Magnesium oxalate
- Names: IUPAC name magnesium oxalate

Identifiers
- CAS Number: 547-66-0 ; 6150-88-5 (dihydrate);
- 3D model (JSmol): Interactive image;
- ChemSpider: 61648 ;
- ECHA InfoCard: 100.008.121
- EC Number: 208-932-1;
- PubChem CID: 68353 ;
- UNII: 620U3O59Z6; D674BHV95V (dihydrate);
- UN number: 2811
- CompTox Dashboard (EPA): DTXSID0060276 ;

Properties
- Chemical formula: MgC_{2}O_{4}; MgC_{2}O_{4}•2H_{2}O (Dihydrate);
- Molar mass: 112.324 g/mol; 148.354 g/mol (Dihydrate);
- Appearance: white solid
- Density: 2.45 g/cm^{3}
- Melting point: between 420 and 620 °C (788 and 1,148 °F; 693 and 893 K) 150 °C (302 °F; 423 K) (dihydrate) both decompose
- Solubility in water: 0.038g/100g H_{2}O (anhydrous and dihydrate)
- Solubility product (K_{sp}): 8.5 × 10^{−5} for MgC _{2}O _{4}
- Solubility: insoluble in organics
- Vapor pressure: 2.51×10^{−6} mmHg

Thermochemistry
- Std enthalpy of formation (Δ_{f}H^{⦵}_{298}): -1269.0 kJ mol^{−1}
- Hazards: Occupational safety and health (OHS/OSH):
- Main hazards: Irritant
- NFPA 704 (fire diamond): 1 0 0
- Flash point: Not Applicable
- Autoignition temperature: Not Applicable

Related compounds
- Related compounds: Magnesium Oxide

= Magnesium oxalate =

Magnesium compound

Magnesium oxalate is an organic compound comprising a magnesium cation with a 2+ charge bonded to an oxalate anion. It has the chemical formula MgC_{2}O_{4}. Magnesium oxalate is a white solid that comes in two forms: an anhydrous form and a dihydrate form where two water molecules are complexed with the structure. Both forms are practically insoluble in water and are insoluble in organic solutions.

== Natural occurrence ==
Magnesium oxalate has been found naturally near Mill of Johnston, which is located close to Insch in northeast Scotland. This naturally occurring magnesium oxalate is called glushinskite and occurs at the lichen/rock interface on serpentinite as a creamy white layer mixed in with the hyphae of the lichen fungus. A scanning electron micrograph of samples taken showed that the crystals had a pyramidal structure with both curved and striated faces. The size of these crystals ranged from 2 to 5 μm.

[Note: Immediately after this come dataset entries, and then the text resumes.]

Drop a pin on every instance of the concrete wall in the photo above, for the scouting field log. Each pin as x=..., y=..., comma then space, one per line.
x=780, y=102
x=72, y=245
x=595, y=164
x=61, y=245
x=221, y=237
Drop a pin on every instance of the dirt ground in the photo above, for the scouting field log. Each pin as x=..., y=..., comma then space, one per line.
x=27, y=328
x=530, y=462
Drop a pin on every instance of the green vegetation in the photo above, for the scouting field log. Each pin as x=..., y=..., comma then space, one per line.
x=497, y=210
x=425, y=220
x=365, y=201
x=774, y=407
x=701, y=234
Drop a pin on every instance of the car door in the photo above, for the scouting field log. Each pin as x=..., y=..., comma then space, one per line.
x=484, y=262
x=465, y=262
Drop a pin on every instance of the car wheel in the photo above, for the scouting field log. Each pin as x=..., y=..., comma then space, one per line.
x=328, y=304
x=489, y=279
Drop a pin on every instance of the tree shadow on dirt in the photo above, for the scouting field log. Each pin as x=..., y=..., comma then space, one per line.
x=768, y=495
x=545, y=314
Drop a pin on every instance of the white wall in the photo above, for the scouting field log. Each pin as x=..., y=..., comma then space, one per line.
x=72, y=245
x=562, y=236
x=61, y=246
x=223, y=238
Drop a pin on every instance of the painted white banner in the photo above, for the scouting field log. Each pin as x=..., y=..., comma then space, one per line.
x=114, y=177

== Synthesis and reactions ==

Magnesium oxalate can by synthesized by combining a magnesium salt or ion with an oxalate.
 Mg^{2+} + C_{2}O_{4}^{2−} → MgC_{2}O_{4}
A specific example of a synthesis would be mixing Mg(NO_{3})_{2} and KOH and then adding that solution to dimethyl oxalate, (COOCH_{3})_{2}.

When heated, magnesium oxalate will decompose. First, the dihydrate will decompose at 150 °C into the anhydrous form.
 MgC_{2}O_{4}•2H_{2}O → MgC_{2}O_{4} + 2 H_{2}O

With additional heating the anhydrous form will decompose further into magnesium oxide and carbon oxides between 420 °C and 620 °C. First, carbon monoxide and magnesium carbonate form. The carbon monoxide then oxidizes to carbon dioxide, and the magnesium carbonate decomposes further to magnesium oxide and carbon dioxide.
 MgC_{2}O_{4} → MgCO_{3} + CO
 CO + 1/2 O_{2} → CO_{2}
 MgCO_{3} → MgO + CO_{2}

Magnesium oxalate dihydrate has also been used in the synthesis of nano sized particles of magnesium oxide, which have larger surface-area-to-volume ratio than conventionally synthesized particles and are optimal for various applications, such as in catalysis. By using a sol-gel synthesis, which involves combining a magnesium salt, in this case magnesium oxalate, with a gelating agent, nano sized particles of magnesium oxide can be produced.

== Health and safety ==
Magnesium oxalate is a skin and eye irritant. If inhaled, it will irritate the lungs and mucous membranes. Magnesium oxalate has no known chronic effects nor any carcinogenic effects. Magnesium oxalate is non-flammable and stable, but in fire conditions it will give off toxic fumes. According to OSHA, magnesium oxalate is considered to be hazardous.